The vast majority who live here must fall back for diversion on other things, their work, their church, their family duties, or their vices. I am satisfied that under such conditions sex plays a far more vital part in cities of this description than almost anywhere else. For, although the streets be dull and the duties of life commonplace, sex and the mysteries of temperament weave their spells quite as effectively here as elsewhere, if not more so. In fact, denied the more varied outlets of a more interesting world, humanity falls back almost exclusively on sex. Women and men, or rather boys and girls (for most of the grown women and men had a drudgy, disillusioned, wearied look), went by each other glancing and smiling. They were alert to be entertained by each other, and while I saw little that I would call beauty in the women, or charm and smartness in the men, nevertheless I could understand how the standards of New York and Paris might not necessarily prevail here. Clothes may not fit, fashion may find no suggestion of its dictates, but after all, underneath, the lure of temperament and of beauty is the same. And so these same murky streets may burn with a rich passional life of their own. I left Oldham finally in the dark and in a driving rain, but not without a sense of the sturdy vigor of the place, keen if drab.


CHAPTER XIX
CANTERBURY

It was not so long after this that I journeyed southward. My plan was to leave London two days ahead of Barfleur, visit Canterbury and Dover, and meet with him there to travel to Paris together, and the Riviera. From the Riviera I was to go on to Rome and he was to return to England.

Among other pleasant social duties I paid a farewell visit to Sir Scorp, who shall appear often hereafter in these pages. During the Christmas holidays at Barfleur’s I had become well acquainted with this Irish knight and famed connoisseur of art, and while in London I had seen much of him. Here in his lovely mansion in Cheyne Walk I found him surrounded by what one might really call the grandeur of his pictures.
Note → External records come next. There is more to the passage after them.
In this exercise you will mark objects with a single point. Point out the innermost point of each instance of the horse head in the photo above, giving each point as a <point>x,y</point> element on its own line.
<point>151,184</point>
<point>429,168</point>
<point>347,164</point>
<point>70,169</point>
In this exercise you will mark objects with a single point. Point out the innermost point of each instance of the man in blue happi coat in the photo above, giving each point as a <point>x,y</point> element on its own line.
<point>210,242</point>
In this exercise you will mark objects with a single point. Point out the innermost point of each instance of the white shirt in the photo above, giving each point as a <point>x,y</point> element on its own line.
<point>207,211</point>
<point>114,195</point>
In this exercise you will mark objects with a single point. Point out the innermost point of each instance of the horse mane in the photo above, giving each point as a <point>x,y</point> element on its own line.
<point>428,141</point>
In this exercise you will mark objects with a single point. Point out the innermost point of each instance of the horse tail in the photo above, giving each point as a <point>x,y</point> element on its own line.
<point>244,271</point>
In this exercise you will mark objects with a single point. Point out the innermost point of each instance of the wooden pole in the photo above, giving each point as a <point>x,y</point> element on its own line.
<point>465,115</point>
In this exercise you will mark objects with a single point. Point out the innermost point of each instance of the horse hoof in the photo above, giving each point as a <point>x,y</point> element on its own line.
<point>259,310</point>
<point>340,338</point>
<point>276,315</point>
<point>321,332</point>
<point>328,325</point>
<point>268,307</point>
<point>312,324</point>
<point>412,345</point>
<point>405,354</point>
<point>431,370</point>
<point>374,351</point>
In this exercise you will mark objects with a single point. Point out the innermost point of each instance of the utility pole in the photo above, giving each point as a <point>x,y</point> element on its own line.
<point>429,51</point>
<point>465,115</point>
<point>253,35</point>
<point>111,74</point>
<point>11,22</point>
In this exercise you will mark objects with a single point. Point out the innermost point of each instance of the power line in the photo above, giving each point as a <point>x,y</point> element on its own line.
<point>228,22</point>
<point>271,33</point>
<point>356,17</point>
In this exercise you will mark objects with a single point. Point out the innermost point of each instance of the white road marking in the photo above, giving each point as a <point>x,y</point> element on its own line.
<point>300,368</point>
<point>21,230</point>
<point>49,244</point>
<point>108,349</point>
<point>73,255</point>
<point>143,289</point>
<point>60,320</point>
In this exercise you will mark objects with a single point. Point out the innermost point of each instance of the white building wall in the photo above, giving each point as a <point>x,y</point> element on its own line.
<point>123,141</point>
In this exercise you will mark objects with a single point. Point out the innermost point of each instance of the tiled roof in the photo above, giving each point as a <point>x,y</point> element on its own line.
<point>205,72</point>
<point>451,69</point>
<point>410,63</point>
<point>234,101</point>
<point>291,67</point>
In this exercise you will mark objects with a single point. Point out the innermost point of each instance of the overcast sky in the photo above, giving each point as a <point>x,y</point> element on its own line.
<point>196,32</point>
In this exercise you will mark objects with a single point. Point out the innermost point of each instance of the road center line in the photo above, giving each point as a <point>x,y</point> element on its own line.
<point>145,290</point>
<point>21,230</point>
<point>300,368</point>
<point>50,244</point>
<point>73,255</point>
His house contained distinguished examples of Rembrandt, Frans Hals, Van Dyck, Paul Potter, Velasquez, Mancini and others, and as I contemplated him on this occasion he looked not unlike one of the lymphatic cavaliers of Van Dyck’s canvases. A pale gentleman, this—very remote in his spirit, very far removed from the common run of life, concerned only with the ultimately artistic, and wishing to be free of everything save the leisure to attend to this. He was not going to leave London, he thought, at this time, except possibly for a short visit to Paris. He was greatly concerned with the problem of finding a dilapidated “cahstle” which he could restore, live in, fill with his pictures and eventually sell, or dedicate to his beloved England as a memorial of himself. It must be a perfect example of Tudor architecture—that he invariably repeated. I gained the impression that he might fill it with interesting examples of some given school or artist and leave it as a public monument.